Thursday, 24 April 2014

The timetable of our days

I have been watching the swallows and house martins arrive this spring, but without my usual joy at seeing their return. The numbers of both species have been reducing year on year here. So far this year, I only have one pair of swallows nesting near home; and another pair have just arrived where I work. We used to have dozens in both locations.
I hope that the others will arrive exceptionally late, but I fear they will not appear at all. I am so sad about this. 
I am waiting with trepidation for the arrival of the swifts, which we usually see here sometime in May.
Will they come at all?

Here's the poem that says it for me.



The timetable of our days

Blackbird in the night,
song of thrush at dawn,
buzzard’s blue morning cry,
the lark’s scales rising with the sun,
the calling of crows at dusk,
owls in the first of dark.

Where are the swallows
to twitter on the wires?
The martins, to sweep the eaves
and to shriek their busy schedule?
Where are the proclaimers of summer?

Wait for the scythe of swift,
the scream of their morning,
breathless, so excited to count,
how many this time?
But I wait,
I wait in silence,
the terrible silence, of their absence.


***Donate to the campaign to stop the slaughter of our migrating birds in Malta:
https://www.indiegogo.com/projects/stop-spring-hunting-on-malta#home


Monday, 21 April 2014

Writing workshops






Often writing workshops produce the unexpected. Two I have been involved with recently were concerned with small, unnoticed objects. The result is always more than the object you first thought of. This one about a plastic champagne cork turned out to be a short poem about memories.
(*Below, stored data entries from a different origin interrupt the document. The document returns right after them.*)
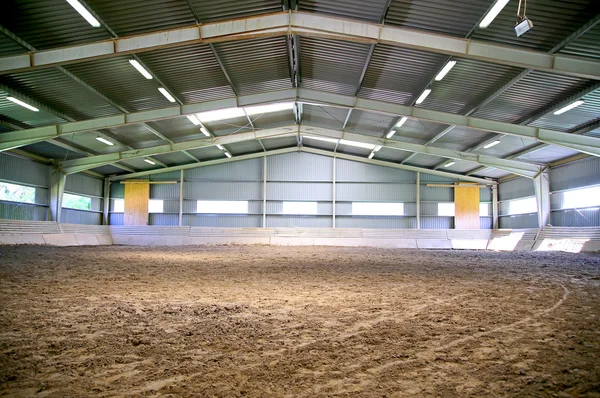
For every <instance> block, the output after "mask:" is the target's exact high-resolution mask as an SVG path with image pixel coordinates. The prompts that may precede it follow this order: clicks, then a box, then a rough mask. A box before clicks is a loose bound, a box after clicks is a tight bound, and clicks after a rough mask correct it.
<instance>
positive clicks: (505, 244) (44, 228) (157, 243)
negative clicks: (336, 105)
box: [0, 220, 600, 252]
mask: <svg viewBox="0 0 600 398" xmlns="http://www.w3.org/2000/svg"><path fill="white" fill-rule="evenodd" d="M0 244H40V245H53V246H88V245H94V246H96V245H131V246H183V245H273V246H371V247H386V248H410V249H470V250H498V251H529V250H536V251H568V252H580V251H583V252H597V251H600V227H588V228H563V227H545V228H543V229H541V230H538V229H513V230H511V229H503V230H453V229H452V230H444V229H438V230H436V229H424V230H423V229H422V230H416V229H360V228H336V229H333V228H205V227H175V226H157V225H148V226H121V225H119V226H116V225H115V226H108V225H83V224H59V223H55V222H51V221H17V220H0Z"/></svg>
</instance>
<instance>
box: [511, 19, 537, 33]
mask: <svg viewBox="0 0 600 398" xmlns="http://www.w3.org/2000/svg"><path fill="white" fill-rule="evenodd" d="M531 28H533V22H531V19H529V18H527V17H525V18H523V20H522V21H520V22H517V24H516V25H515V33H516V34H517V37H521V35H523V34H524V33H527V32H529V30H531Z"/></svg>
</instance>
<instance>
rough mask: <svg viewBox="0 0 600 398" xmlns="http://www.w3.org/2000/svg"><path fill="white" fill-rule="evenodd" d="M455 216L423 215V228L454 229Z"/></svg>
mask: <svg viewBox="0 0 600 398" xmlns="http://www.w3.org/2000/svg"><path fill="white" fill-rule="evenodd" d="M453 228H454V217H421V229H453Z"/></svg>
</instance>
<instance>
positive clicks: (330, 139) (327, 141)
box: [302, 135, 338, 144]
mask: <svg viewBox="0 0 600 398" xmlns="http://www.w3.org/2000/svg"><path fill="white" fill-rule="evenodd" d="M302 136H303V137H304V138H308V139H310V140H317V141H325V142H332V143H334V144H337V142H338V139H337V138H327V137H315V136H314V135H302Z"/></svg>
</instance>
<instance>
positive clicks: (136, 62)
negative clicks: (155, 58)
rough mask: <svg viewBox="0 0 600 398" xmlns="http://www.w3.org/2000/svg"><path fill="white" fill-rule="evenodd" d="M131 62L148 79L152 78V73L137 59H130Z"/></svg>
mask: <svg viewBox="0 0 600 398" xmlns="http://www.w3.org/2000/svg"><path fill="white" fill-rule="evenodd" d="M129 63H130V64H131V65H132V66H133V67H134V68H135V69H137V70H138V72H140V73H141V74H142V76H144V77H145V78H146V79H152V75H151V74H150V73H148V71H147V70H146V69H144V67H143V66H142V65H141V64H140V63H139V62H138V61H137V60H135V59H130V60H129Z"/></svg>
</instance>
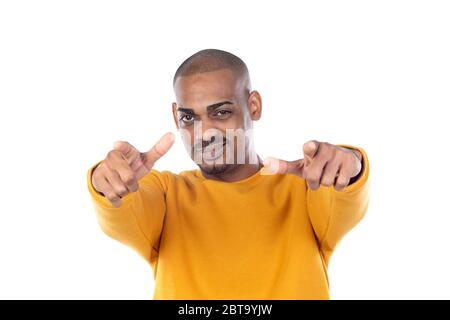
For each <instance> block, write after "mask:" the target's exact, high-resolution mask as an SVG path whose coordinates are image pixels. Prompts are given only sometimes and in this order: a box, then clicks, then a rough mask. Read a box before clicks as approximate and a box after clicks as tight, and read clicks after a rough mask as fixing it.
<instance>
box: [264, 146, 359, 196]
mask: <svg viewBox="0 0 450 320" xmlns="http://www.w3.org/2000/svg"><path fill="white" fill-rule="evenodd" d="M303 155H304V158H303V159H299V160H295V161H286V160H280V159H276V158H266V159H265V160H264V168H263V171H262V173H263V174H274V173H292V174H295V175H297V176H299V177H301V178H303V179H305V180H306V182H307V184H308V187H309V188H310V189H312V190H317V189H318V188H319V186H320V185H323V186H327V187H329V186H334V188H335V189H336V190H338V191H340V190H342V189H344V188H345V187H346V186H347V185H348V184H349V183H350V179H351V178H353V177H356V176H357V175H358V174H359V173H360V171H361V169H362V155H361V153H360V152H359V151H357V150H353V149H349V148H344V147H341V146H336V145H333V144H330V143H327V142H318V141H315V140H311V141H308V142H306V143H305V144H304V145H303Z"/></svg>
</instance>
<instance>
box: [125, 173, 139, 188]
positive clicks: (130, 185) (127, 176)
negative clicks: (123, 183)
mask: <svg viewBox="0 0 450 320" xmlns="http://www.w3.org/2000/svg"><path fill="white" fill-rule="evenodd" d="M123 182H124V183H125V184H126V185H130V186H131V185H132V184H134V183H135V182H136V177H135V175H134V173H132V172H129V173H126V174H125V176H124V178H123Z"/></svg>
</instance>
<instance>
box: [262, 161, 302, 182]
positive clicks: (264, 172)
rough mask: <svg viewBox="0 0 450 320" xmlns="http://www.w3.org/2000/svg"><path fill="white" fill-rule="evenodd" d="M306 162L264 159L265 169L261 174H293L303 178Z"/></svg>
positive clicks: (301, 161)
mask: <svg viewBox="0 0 450 320" xmlns="http://www.w3.org/2000/svg"><path fill="white" fill-rule="evenodd" d="M304 163H305V160H304V159H299V160H294V161H286V160H281V159H276V158H272V157H268V158H266V159H264V162H263V164H264V167H263V168H262V170H261V174H263V175H270V174H276V173H292V174H295V175H298V176H300V177H303V167H304Z"/></svg>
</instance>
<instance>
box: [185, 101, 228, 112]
mask: <svg viewBox="0 0 450 320" xmlns="http://www.w3.org/2000/svg"><path fill="white" fill-rule="evenodd" d="M225 104H233V102H231V101H221V102H217V103H214V104H211V105H209V106H207V107H206V110H207V111H208V112H211V111H214V110H216V109H217V108H219V107H221V106H223V105H225ZM177 111H180V112H184V113H187V114H190V115H195V112H194V110H193V109H189V108H181V107H178V108H177Z"/></svg>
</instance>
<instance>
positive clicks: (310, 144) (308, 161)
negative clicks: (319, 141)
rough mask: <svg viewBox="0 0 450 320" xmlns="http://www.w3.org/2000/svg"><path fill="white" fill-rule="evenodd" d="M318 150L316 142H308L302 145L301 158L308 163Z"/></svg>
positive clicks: (318, 148) (313, 140)
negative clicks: (303, 156) (302, 152)
mask: <svg viewBox="0 0 450 320" xmlns="http://www.w3.org/2000/svg"><path fill="white" fill-rule="evenodd" d="M317 150H319V142H318V141H316V140H310V141H308V142H306V143H305V144H304V145H303V156H304V157H305V160H306V161H307V162H308V163H309V162H310V161H311V160H312V159H313V158H314V156H315V155H316V153H317Z"/></svg>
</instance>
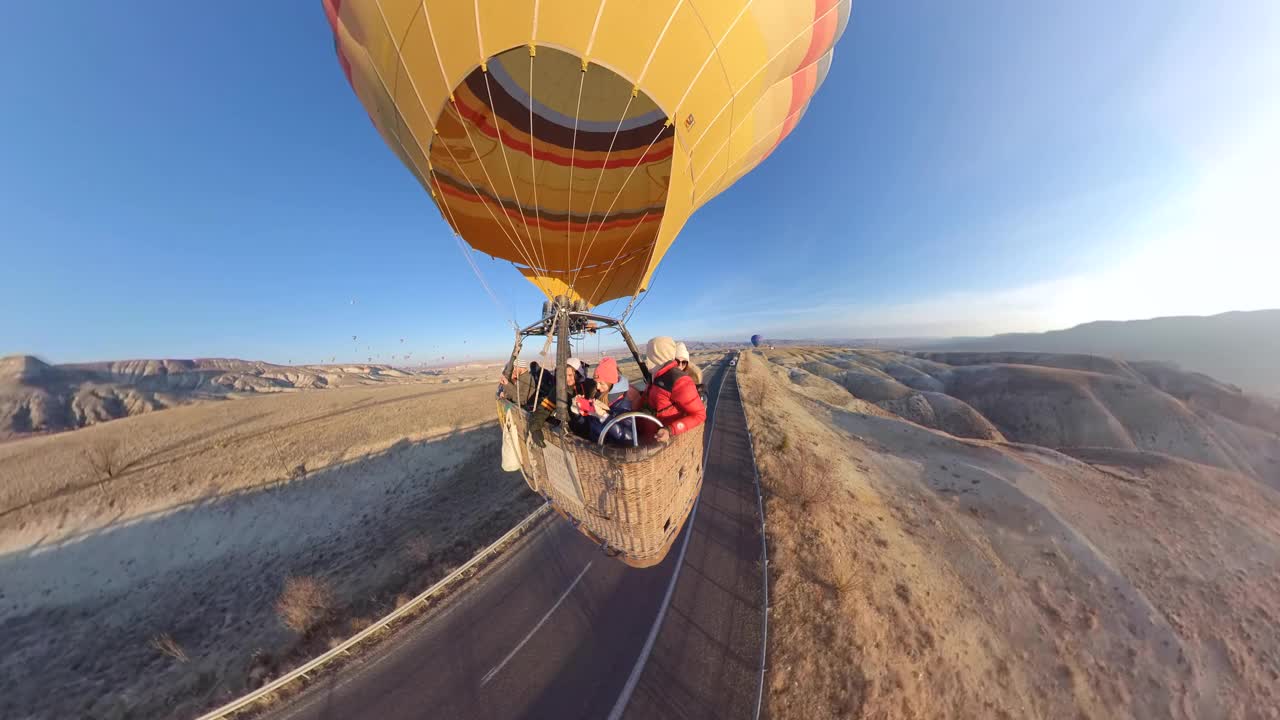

The plastic champagne cork

You exist to preserve my sobriety.
The value of your importance
far exceeds your weight.
You look like a mushroom
but your ridges are on the wrong side of your cap –
so I can grip you to twist you out.

When you are pulled
and left with the rubbish on the table
it is not only sparkling wine that flows.
Out come the memories –
parties, holidays, anniversaries.
Gardens in Spain where oranges grow,
the heat of midday shade in Seville,
drinking and dancing by the midnight beach.
Too much remembering.

Keep it in the bottle,
oh yes, and please preserve the fizz.

The room is cold and dark.
You sit there,
your white head mocking.
Maybe I should take you out again.
You are too clever for me,
how do you stop the memories?
I should lose you, or forget you,
then I would have to drink the whole bottle.